Jim Kais, head of group retirement at Equitable, says he expects a flood of Roth inflows among high earners by necessity due to the rule change, but he does not expect a broad “trickle-down” shift among others, absent stronger nudges and clearer guidance. He says inertia still rules much of participant behavior.
Kais also notes that some sponsors could technically stop offering catch-up contributions rather than add Roth, but he would be “very surprised” to see that choice; most will keep the feature and comply.
While the change might force many individuals to manage multiple accounts within their overall retirement savings, 401Go’s Hardy says that “retirement accounts are still a great option for individuals navigating multiple or separate accounts.”
To Do List
Technically, regulators have promised good-faith flexibility for the 2026 rollout, with full enforcement of the Roth changes set to start in 2027. Nonetheless, multiple sources recommend that plan sponsors and payroll teams make sure Roth contributions are allowed in both their plan documents and recordkeeping systems, and ensure any needed updates are made.
Recordkeepers also recommend an early 2025 wage report (using W-2 Box 3 FICA wages) to identify affected employees; set up payroll codes to clearly separate Roth catch-ups from other contributions; and decide whether to require a separate catch-up election or apply Roth automatically for high earners. These choices should then be communicated clearly to employees, especially those newly affected by the rule.

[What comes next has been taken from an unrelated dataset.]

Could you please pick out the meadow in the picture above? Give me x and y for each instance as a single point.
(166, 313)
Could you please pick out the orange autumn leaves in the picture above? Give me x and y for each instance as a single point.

Recordkeepers say they plan to ensure their systems can handle Roth catch-up contributions, correctly identify eligible employees, provide clear participant education and have processes in place for handling any payroll errors.
Recordkeepers note that the most significant—and most preventable—expense in managing complex changes is post-payroll clean-up, such as recharacterizations, lost earnings or make-up contributions. Submitting accurate data to the recordkeeper the first time allows plan sponsors to avoid these costly corrections.